Arquiteto é o agente de bem-estar na periferia

Arquitetos e urbanistas têm condições de atender à necessidade de ofertar moradias saudáveis através de estratégias de projeto voltadas para o bem-estar físico e mental dos moradores. “Nós [arquitetos] precisamos projetar lares e não casas”, defende Ana. Para ela, os profissionais precisam ir além do senso prático e de utilidade da habitação e buscar ter um olhar empático. Entender as necessidades dos moradores, como vivem, seus hábitos e permitir a personalização do espaço.

Um trabalho que vem na linha de garantir o básico para proporcionar maior bem-estar nasceu exatamente durante a pandemia. Organizado pelo CAU/RS em parceria com o Governo do Estado, o projeto Nenhuma Casa sem Banheiro nasceu exatamente da busca por uma casa mais humana e saudável. “Se a casa sem qualidade adoece a família, quem pode curar a casa doente é o arquiteto”, explica Tiago Holzmann, presidente do CAU/RS. Para ele, colocar esses profissionais dentro das equipes de saúde é evitar que pessoas fiquem doentes e, assim, economizar recursos públicos futuros.

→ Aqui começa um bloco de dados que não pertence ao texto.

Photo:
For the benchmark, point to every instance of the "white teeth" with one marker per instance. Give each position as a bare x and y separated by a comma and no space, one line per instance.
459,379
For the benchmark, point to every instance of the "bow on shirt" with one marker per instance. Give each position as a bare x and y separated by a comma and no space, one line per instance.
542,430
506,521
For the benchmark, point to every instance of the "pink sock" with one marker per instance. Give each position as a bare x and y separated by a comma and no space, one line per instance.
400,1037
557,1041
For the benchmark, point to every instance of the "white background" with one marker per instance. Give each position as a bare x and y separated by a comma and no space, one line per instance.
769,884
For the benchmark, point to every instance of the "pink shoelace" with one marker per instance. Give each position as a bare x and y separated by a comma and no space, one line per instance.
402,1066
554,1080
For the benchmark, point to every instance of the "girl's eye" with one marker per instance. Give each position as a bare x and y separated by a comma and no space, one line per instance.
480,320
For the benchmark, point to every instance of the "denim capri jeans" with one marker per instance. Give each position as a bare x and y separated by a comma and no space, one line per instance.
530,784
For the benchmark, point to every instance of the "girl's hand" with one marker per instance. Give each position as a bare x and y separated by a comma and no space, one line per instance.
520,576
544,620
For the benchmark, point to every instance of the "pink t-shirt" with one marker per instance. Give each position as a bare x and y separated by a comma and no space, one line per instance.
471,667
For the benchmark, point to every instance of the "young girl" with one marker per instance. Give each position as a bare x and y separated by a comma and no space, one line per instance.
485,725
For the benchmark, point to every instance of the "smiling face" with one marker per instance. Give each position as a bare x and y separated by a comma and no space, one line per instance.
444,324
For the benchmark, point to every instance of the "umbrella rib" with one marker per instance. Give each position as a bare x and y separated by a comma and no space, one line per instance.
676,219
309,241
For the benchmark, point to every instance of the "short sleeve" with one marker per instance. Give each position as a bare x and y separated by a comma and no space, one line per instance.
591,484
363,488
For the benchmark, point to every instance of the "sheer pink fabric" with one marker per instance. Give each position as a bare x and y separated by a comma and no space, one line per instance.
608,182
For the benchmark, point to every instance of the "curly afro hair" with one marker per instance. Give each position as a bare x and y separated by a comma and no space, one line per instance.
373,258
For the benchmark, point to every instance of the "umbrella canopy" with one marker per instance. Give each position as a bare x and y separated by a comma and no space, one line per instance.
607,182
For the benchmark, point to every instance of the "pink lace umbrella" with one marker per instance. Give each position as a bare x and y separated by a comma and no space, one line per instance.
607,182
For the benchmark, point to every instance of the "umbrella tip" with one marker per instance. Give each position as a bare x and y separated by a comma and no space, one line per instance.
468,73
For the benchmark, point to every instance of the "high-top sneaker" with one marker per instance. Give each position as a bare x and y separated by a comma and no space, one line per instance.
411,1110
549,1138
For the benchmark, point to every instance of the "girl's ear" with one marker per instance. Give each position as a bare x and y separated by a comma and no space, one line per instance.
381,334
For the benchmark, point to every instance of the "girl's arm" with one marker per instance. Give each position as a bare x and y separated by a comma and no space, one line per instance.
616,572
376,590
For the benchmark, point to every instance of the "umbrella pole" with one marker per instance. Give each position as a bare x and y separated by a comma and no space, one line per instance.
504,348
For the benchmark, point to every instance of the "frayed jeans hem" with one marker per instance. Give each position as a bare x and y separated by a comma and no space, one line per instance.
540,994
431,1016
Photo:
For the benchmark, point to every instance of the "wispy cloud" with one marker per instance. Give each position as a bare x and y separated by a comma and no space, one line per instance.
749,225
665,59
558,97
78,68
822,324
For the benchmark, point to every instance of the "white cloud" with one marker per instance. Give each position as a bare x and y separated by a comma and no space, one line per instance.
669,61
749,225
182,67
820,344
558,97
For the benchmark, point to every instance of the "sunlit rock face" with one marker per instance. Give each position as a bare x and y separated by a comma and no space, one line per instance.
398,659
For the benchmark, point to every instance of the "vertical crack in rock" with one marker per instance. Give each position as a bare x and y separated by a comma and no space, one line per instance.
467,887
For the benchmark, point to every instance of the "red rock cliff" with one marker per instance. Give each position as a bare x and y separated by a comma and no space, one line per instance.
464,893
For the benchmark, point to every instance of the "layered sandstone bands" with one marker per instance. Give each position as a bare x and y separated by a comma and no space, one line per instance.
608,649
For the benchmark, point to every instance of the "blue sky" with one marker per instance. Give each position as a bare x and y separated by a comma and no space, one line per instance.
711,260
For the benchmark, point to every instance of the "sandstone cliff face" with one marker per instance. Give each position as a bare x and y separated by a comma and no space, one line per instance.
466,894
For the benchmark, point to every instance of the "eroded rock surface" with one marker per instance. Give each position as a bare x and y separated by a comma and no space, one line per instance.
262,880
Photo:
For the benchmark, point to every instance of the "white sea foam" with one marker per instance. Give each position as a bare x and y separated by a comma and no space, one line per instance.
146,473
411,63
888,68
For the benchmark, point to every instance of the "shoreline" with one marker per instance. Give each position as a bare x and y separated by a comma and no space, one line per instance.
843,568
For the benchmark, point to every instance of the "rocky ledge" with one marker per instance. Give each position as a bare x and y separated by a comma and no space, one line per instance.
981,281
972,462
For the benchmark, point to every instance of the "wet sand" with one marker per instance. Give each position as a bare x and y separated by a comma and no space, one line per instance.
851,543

De acordo com Holzmann, os arquitetos e urbanistas não resolvem esse problema sozinhos, mas têm um papel fundamental na promoção da saúde habitacional. No entanto, somente agora que eles estão abrindo os olhos para essas questões e cobrando o setor público. “Falta romper a inércia, vencer preconceitos inclusive da própria categoria e dialogar muito com os demais agentes”, diz. Para ele, arquitetos e urbanistas são apenas uma ponte de conexão do setor público com as famílias, mas a articulação institucional e financeira é bem mais complexa.

Aliada dos profissionais de arquitetura e urbanismo nessa luta, a Lei de Assistência Técnica em Habitação de Interesse Social (ATHIS) é o amparo legal para um projeto de residências capazes de alentar os males das famílias brasileiras. Contudo, o  uso da lei segue estagnado por falta de políticas públicas. “Construir novas unidades e deslocar as famílias é um erro recorrente de nossas políticas de habitação”, expõe o presidente do CAU/RS. Ele explica que é necessário tratar da saúde das casas onde as pessoas estão, com as ressalvas de segurança e risco, mas não construir novas e sim reformar as que já existem. “Isso é saúde e não indústria da construção”, afirma Holzmann.